Third, the idea that all who were interested in the Senate procedures, anyone who diligently watched, forming opinions and expressing outrage, was a symptom of ‘the problem with society,’ is based on the notion that our country, courts and legislators are never wrong, and always worthy of our trust. To hold them accountable is a sign of hysteria. This perspective has been used to silence protest and to undercut those who would resist oppression. It suggests that the status quo is always just, so any person who robustly criticizes the system has gone overboard and is simply addicted to outrage, passionate about their passion. The reality is that we have often gotten it wrong in our country. The long arc bends toward justice because people are willing to change the trajectory of the arc. Inertia wins unless a new force is introduced in the pathway.
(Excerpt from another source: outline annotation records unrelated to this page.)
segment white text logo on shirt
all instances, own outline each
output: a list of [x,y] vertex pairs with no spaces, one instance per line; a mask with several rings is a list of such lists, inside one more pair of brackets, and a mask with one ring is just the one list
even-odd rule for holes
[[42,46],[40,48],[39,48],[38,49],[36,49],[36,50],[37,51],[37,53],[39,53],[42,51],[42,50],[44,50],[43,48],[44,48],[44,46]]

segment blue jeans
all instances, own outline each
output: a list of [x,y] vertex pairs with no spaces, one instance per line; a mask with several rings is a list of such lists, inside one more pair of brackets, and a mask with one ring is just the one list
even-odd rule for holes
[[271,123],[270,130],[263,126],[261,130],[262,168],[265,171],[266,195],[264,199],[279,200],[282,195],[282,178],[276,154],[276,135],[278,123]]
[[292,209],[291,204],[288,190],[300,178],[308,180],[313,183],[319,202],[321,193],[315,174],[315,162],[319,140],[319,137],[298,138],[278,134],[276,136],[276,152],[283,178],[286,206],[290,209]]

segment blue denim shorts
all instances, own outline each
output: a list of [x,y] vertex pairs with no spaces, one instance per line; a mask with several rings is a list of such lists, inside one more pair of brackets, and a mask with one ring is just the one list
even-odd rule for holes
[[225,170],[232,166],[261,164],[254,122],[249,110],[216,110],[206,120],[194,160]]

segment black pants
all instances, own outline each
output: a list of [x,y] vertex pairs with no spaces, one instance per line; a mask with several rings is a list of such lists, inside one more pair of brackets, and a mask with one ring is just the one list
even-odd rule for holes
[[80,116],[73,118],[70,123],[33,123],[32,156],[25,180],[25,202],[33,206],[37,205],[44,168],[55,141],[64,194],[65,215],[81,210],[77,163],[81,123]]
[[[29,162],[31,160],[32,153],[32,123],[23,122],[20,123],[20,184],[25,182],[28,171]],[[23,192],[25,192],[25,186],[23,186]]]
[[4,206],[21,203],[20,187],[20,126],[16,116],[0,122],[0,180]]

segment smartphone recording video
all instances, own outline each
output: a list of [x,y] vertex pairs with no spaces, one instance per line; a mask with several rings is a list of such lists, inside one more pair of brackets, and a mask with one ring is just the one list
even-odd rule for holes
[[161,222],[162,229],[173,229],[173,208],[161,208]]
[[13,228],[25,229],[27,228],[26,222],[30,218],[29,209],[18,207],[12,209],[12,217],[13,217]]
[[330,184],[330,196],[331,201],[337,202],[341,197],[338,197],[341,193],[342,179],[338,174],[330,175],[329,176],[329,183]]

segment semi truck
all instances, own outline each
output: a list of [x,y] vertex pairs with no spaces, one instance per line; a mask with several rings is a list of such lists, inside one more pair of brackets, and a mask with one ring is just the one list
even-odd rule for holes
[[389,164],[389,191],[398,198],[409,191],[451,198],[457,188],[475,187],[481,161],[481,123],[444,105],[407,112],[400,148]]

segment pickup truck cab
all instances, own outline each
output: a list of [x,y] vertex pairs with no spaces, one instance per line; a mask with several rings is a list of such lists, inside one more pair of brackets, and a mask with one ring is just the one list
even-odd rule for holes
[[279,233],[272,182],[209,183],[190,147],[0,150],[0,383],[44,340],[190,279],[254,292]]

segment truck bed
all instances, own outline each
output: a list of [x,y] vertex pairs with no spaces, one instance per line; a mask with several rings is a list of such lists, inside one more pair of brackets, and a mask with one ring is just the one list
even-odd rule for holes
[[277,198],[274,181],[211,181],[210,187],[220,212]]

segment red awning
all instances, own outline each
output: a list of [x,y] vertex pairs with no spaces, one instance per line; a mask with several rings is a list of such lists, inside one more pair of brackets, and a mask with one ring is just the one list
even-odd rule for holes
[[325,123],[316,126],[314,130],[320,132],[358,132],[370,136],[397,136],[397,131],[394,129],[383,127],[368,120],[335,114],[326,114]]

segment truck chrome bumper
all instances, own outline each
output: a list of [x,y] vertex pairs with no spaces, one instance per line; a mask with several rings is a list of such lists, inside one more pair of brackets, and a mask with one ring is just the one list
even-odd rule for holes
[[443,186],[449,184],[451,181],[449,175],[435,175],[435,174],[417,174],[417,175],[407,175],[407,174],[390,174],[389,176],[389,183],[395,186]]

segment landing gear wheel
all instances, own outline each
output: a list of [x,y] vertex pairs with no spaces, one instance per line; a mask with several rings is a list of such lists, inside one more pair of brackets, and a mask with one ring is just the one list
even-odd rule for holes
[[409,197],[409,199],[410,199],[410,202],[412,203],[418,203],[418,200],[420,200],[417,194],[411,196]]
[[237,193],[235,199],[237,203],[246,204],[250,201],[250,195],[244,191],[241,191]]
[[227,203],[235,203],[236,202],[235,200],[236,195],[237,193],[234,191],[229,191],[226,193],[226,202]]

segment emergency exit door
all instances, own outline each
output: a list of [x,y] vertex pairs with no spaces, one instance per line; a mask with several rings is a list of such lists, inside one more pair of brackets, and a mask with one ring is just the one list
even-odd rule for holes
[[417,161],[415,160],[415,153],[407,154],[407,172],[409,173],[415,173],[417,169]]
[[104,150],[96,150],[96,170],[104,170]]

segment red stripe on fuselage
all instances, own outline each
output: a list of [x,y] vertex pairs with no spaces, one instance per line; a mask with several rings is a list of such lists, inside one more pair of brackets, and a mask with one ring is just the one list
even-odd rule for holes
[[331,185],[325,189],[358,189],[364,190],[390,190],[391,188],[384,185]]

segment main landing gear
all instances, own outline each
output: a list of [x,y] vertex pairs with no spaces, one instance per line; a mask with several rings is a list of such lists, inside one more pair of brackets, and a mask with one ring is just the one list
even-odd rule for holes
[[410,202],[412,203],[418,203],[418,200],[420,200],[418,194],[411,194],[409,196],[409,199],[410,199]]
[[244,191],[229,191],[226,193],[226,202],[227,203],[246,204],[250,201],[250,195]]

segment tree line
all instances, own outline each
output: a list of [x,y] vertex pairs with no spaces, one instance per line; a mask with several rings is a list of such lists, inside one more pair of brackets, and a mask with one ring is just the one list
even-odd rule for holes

If such a new force is always dismissed as too intense, or too involved, then inertia will win, and injustice will stand. Could we care enough to be outraged?
I understand the impulse to choose apathy instead of engaged dialogue. This is a complicated and high-stakes moment. There is much to learn, much to mourn, much to ponder about the last few weeks. If influential folks decide that our central problem is that people are “too political” or “too outraged,” then I’m afraid I need to announce that I am about to become a bigger problem than I have heretofore been. I care too much about the way our public sphere, courts, leaders, houses of worship and laws treat young women and men to pretend like apathy or divestment is a noble act of reason. It is cowardly to not care, and I invite you to be brave with me, to listen to different perspectives with empathy, and to engage in the process of making meaning out of our messy democracy.